La escena del sofá parecía no terminar nunca. Después llegaron unas cuantas páginas llenas de charla y descripciones en las que no ocurría nada. La señora Hanson no paraba de preguntarse cuál podía ser la razón de que el gobierno pagara a estudiantes universitarios para que vinieran a tu casa y te leyeran una novela pornográfica. Después de todo se suponía que la universidad servía para mantener ocupada a la máxima cantidad posible de jóvenes y retrasar el momento en el que buscarían su primer trabajo, ¿no?

Pero quizá fuese un experimento. ¡Sí, era un experimento educativo hecho con adultos y estudiantes universitarios! Cuando pensó un poco en ello se dio cuenta de que no había ninguna otra explicación que encajara ni la mitad de bien. Ver el libro bajo esa luz lo convirtió en un desafío y la impulsó a prestarle toda la atención posible. Alguien había muerto, y la protagonista —se llamaba Linda— iba a heredar una fortuna. La señora Hanson había tenido una compañera de escuela que también se llamaba Linda, una chica negra bastante estúpida cuyo padre era propietario de dos colmados, y le había cogido una manía terrible al nombre desde entonces. Len dejó de leer.

—Oh, siga —dijo ella—. Lo estoy pasando en grande.

—Yo también, señora Hanson, pero son las cuatro.

La señora Hanson pensó que estaba obligada a hacer alguna observación inteligente antes de que se marchara, pero no quería revelar que había adivinado cuál era el propósito del experimento.

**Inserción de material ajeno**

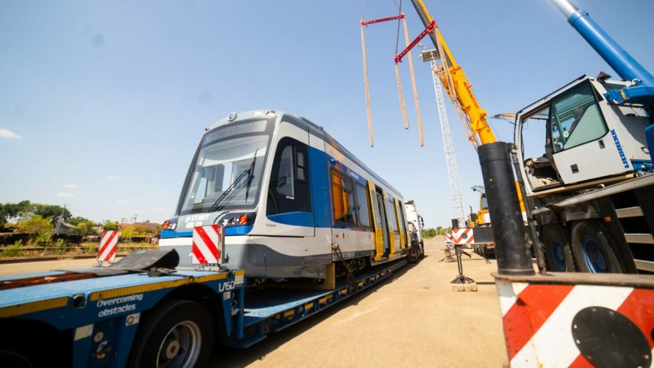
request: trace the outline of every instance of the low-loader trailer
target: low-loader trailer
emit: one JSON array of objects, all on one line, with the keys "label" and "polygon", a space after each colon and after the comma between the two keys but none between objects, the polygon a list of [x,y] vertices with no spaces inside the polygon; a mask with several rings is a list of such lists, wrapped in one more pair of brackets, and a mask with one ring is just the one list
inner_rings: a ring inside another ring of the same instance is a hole
[{"label": "low-loader trailer", "polygon": [[4,367],[193,367],[246,348],[388,278],[407,260],[329,290],[246,288],[243,270],[176,268],[174,250],[106,267],[0,277]]}]

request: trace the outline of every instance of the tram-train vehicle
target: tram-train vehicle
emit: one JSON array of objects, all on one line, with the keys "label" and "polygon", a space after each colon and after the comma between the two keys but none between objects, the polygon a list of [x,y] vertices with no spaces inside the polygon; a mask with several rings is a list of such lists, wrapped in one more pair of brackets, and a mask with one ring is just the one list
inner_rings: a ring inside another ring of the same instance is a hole
[{"label": "tram-train vehicle", "polygon": [[335,244],[354,271],[409,253],[400,192],[321,127],[273,110],[207,128],[159,246],[191,266],[193,228],[216,224],[222,265],[249,278],[324,278]]}]

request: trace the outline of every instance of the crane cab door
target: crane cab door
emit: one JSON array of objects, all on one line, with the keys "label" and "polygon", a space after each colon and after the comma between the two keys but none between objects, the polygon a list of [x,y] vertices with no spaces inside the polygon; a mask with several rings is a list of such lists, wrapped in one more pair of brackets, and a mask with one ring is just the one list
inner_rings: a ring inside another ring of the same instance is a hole
[{"label": "crane cab door", "polygon": [[375,230],[373,256],[375,261],[381,261],[388,256],[388,233],[385,226],[386,218],[384,216],[384,201],[383,195],[375,188],[375,184],[368,180],[368,195],[372,205],[372,226]]},{"label": "crane cab door", "polygon": [[596,94],[591,83],[582,83],[551,101],[549,145],[565,184],[632,170],[623,152],[624,142],[620,142],[624,139],[618,138],[621,129],[610,130],[614,122],[604,118],[602,106],[606,102],[598,103]]}]

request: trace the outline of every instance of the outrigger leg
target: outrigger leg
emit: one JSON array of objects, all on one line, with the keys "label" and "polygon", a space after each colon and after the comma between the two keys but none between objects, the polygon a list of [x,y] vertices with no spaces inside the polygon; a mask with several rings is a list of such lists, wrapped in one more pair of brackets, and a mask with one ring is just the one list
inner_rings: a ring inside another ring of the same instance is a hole
[{"label": "outrigger leg", "polygon": [[451,282],[455,285],[452,286],[453,292],[476,292],[477,283],[470,277],[463,275],[463,264],[461,262],[461,253],[465,253],[468,257],[470,254],[466,253],[461,249],[461,245],[456,244],[454,246],[455,253],[456,255],[456,263],[458,265],[458,275]]}]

—Tiene un argumento muy raro.

Len indicó que estaba totalmente de acuerdo con una sonrisa que reveló sus dientes pequeños y no muy limpios.

—Siempre he dicho que no hay nada mejor que una buena historia de amor.

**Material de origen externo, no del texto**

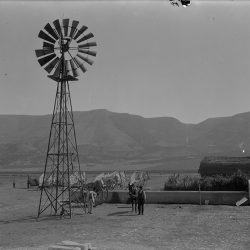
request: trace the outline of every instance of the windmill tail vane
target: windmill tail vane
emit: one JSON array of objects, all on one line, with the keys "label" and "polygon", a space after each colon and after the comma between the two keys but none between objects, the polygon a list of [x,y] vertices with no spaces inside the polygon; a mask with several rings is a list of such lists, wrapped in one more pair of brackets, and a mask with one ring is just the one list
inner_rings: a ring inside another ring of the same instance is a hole
[{"label": "windmill tail vane", "polygon": [[38,217],[42,214],[72,216],[72,202],[86,211],[82,203],[83,173],[80,168],[76,131],[73,118],[69,82],[77,81],[79,71],[87,71],[94,63],[97,46],[91,41],[93,33],[79,22],[59,19],[47,23],[38,34],[42,39],[41,49],[35,50],[38,62],[57,82],[49,142],[43,175]]}]

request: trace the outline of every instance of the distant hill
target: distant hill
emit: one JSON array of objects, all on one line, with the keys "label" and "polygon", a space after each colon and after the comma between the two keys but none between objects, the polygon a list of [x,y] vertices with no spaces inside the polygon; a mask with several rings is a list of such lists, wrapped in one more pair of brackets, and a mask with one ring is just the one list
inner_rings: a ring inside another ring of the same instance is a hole
[{"label": "distant hill", "polygon": [[[74,112],[74,119],[87,169],[197,170],[206,155],[250,152],[250,112],[199,124],[104,109]],[[42,169],[50,122],[51,115],[0,115],[0,169]]]}]

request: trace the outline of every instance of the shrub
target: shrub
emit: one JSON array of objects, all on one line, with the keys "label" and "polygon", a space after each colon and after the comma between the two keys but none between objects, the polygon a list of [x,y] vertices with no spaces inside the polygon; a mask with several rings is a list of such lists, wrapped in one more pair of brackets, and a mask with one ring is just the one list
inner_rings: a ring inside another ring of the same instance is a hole
[{"label": "shrub", "polygon": [[164,190],[198,191],[247,191],[248,179],[240,170],[230,176],[183,176],[170,175],[165,182]]}]

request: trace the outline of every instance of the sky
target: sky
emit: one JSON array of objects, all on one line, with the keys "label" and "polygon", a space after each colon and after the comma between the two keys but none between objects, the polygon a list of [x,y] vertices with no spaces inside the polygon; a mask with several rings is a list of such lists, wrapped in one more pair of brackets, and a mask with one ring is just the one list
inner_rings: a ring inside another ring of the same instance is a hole
[{"label": "sky", "polygon": [[39,31],[63,18],[88,26],[98,44],[70,84],[75,111],[185,123],[250,111],[249,12],[248,1],[0,1],[0,114],[52,112],[56,83],[34,51]]}]

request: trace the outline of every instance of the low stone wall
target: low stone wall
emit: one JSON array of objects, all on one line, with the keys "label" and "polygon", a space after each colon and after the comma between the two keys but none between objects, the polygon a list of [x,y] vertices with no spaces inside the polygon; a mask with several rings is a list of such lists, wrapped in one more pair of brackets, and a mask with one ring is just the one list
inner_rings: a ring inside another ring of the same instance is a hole
[{"label": "low stone wall", "polygon": [[[209,204],[235,205],[248,196],[242,191],[146,191],[148,204]],[[129,203],[127,191],[109,192],[107,203]],[[245,204],[250,204],[249,200]]]}]

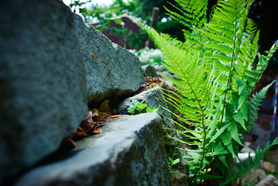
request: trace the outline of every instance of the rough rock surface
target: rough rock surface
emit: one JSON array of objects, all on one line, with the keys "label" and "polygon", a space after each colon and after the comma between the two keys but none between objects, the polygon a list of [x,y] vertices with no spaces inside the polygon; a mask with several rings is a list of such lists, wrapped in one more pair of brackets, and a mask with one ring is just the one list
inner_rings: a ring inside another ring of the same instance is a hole
[{"label": "rough rock surface", "polygon": [[55,150],[87,112],[85,69],[68,7],[0,6],[0,183]]},{"label": "rough rock surface", "polygon": [[36,168],[15,185],[170,185],[161,118],[121,116],[78,141],[67,159]]},{"label": "rough rock surface", "polygon": [[144,82],[139,59],[74,15],[87,75],[89,102],[131,93]]},{"label": "rough rock surface", "polygon": [[[117,110],[120,111],[122,114],[128,114],[127,108],[129,108],[129,106],[132,104],[133,100],[136,100],[138,102],[145,100],[144,102],[147,103],[148,106],[151,106],[152,108],[154,107],[158,108],[159,105],[161,105],[165,108],[167,108],[167,106],[166,104],[165,101],[163,100],[162,94],[163,93],[161,91],[160,87],[158,86],[155,86],[149,90],[143,91],[138,95],[136,95],[133,97],[130,97],[124,100],[124,101],[120,103]],[[176,129],[176,125],[174,124],[174,123],[167,118],[168,118],[170,119],[172,119],[172,115],[170,112],[160,107],[158,111],[158,113],[161,116],[163,116],[163,127]],[[177,137],[177,134],[176,132],[173,132],[171,130],[167,130],[167,132],[170,133],[172,136],[174,136],[175,137]],[[168,145],[175,146],[175,143],[176,143],[175,141],[173,141],[172,140],[167,141],[167,144]]]}]

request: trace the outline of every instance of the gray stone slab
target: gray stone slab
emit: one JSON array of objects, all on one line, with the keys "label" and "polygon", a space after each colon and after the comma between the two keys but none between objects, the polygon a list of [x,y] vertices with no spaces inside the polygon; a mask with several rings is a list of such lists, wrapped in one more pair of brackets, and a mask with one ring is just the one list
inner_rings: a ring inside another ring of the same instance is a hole
[{"label": "gray stone slab", "polygon": [[170,185],[158,114],[123,115],[101,129],[67,159],[31,171],[15,185]]},{"label": "gray stone slab", "polygon": [[0,183],[54,151],[87,108],[72,14],[56,0],[0,6]]},{"label": "gray stone slab", "polygon": [[139,89],[144,78],[138,58],[84,24],[80,16],[75,15],[74,20],[85,61],[88,100],[115,98]]}]

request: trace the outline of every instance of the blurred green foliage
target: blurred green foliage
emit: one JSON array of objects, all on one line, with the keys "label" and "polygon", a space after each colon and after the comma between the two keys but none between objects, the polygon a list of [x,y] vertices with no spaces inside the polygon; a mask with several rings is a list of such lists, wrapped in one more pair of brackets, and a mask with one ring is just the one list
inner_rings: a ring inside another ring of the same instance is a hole
[{"label": "blurred green foliage", "polygon": [[[142,22],[150,24],[152,8],[155,6],[158,7],[161,10],[159,21],[156,26],[157,30],[159,32],[168,33],[172,38],[182,40],[184,38],[181,31],[182,29],[184,29],[183,26],[176,20],[172,20],[164,14],[165,10],[163,6],[170,9],[172,8],[167,1],[174,3],[174,0],[128,0],[126,2],[124,2],[123,0],[114,0],[113,3],[109,6],[99,6],[94,3],[94,1],[91,0],[75,0],[72,1],[70,6],[73,12],[76,12],[79,9],[79,12],[83,15],[85,22],[98,22],[99,24],[96,28],[101,32],[110,27],[111,22],[117,21],[112,20],[111,17],[124,13],[139,17]],[[163,22],[161,22],[163,18],[165,19],[163,19]],[[147,39],[147,34],[143,29],[140,30],[139,34],[132,33],[124,28],[122,29],[111,28],[108,31],[113,32],[117,36],[122,37],[124,41],[129,40],[130,47],[135,49],[144,47]]]}]

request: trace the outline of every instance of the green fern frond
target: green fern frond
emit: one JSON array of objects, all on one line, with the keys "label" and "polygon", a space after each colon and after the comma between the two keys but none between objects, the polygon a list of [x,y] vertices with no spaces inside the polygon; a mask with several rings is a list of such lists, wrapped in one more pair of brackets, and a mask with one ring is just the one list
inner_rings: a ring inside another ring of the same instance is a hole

Y antes de que pudiera añadir su chistecito («Salvo quizá un buen revolcón»), Len ya se le había adelantado.

—Tiene toda la razón, señora Hanson. Bueno, entonces hasta el viernes a las dos, ¿eh?

De todas formas el chistecito era de Gamba, no suyo.

La señora Hanson tuvo la impresión de que habría podido hacer un papel más lucido, pero ya era demasiado tarde para remediarlo. Len recogió su paraguas y su libro de tapas negras sin dejar de hablar ni un instante, e incluso se acordó de recuperar la gorra mojada que la señora Hanson había colgado para que se secara. Y se fue.

El corazón se le empezó a hinchar dentro del pecho martilleando como si se le hubieran saltado unos cuantos engranajes, ¡kabum, kablam! Volvió al sofá. Los almohadones del extremo ocupado por Len aún estaban aplastados, y de repente la señora Hanson pudo ver la habitación tal y como debía de haberla visto él —ese suelo de linóleo tan sucio que no se podía distinguir el dibujo, los cristales de las ventanas cubiertos de mugre, las persianas rotas, los montones de juguetes y de ropa y la confusión desperdigada de juguetes y ropa que había por todas partes—, y luego, como para completar aquel impacto devastador, Lottie emergió tambaleándose de su dormitorio envuelta en una sábana sucia y un aura de pestilencia.

—¿Queda algo de leche?

—¡Queda algo de leche!

—Oh, mamá… Bueno, ¿y ahora qué pasa?

—¿Tienes que preguntarlo? Echa un vistazo. Parece como si hubiera caído una bomba.

Los labios de Lottie se curvaron en una débil sonrisa entre perpleja y divertida.

—Estaba durmiendo. ¿Ha caído alguna bomba?

¡Pobre Lotto, pobre tontita! ¿Quién podía enfadarse con ella? Nadie, claro. La señora Hanson dejó escapar una carcajada indulgente y empezó a hablarle de Len y del experimento, pero Lottie ya había vuelto a encerrarse en su pequeño mundo privado. «Qué asco de vida», pensó la señora Hanson, y fue a la cocina para preparar un vaso de leche.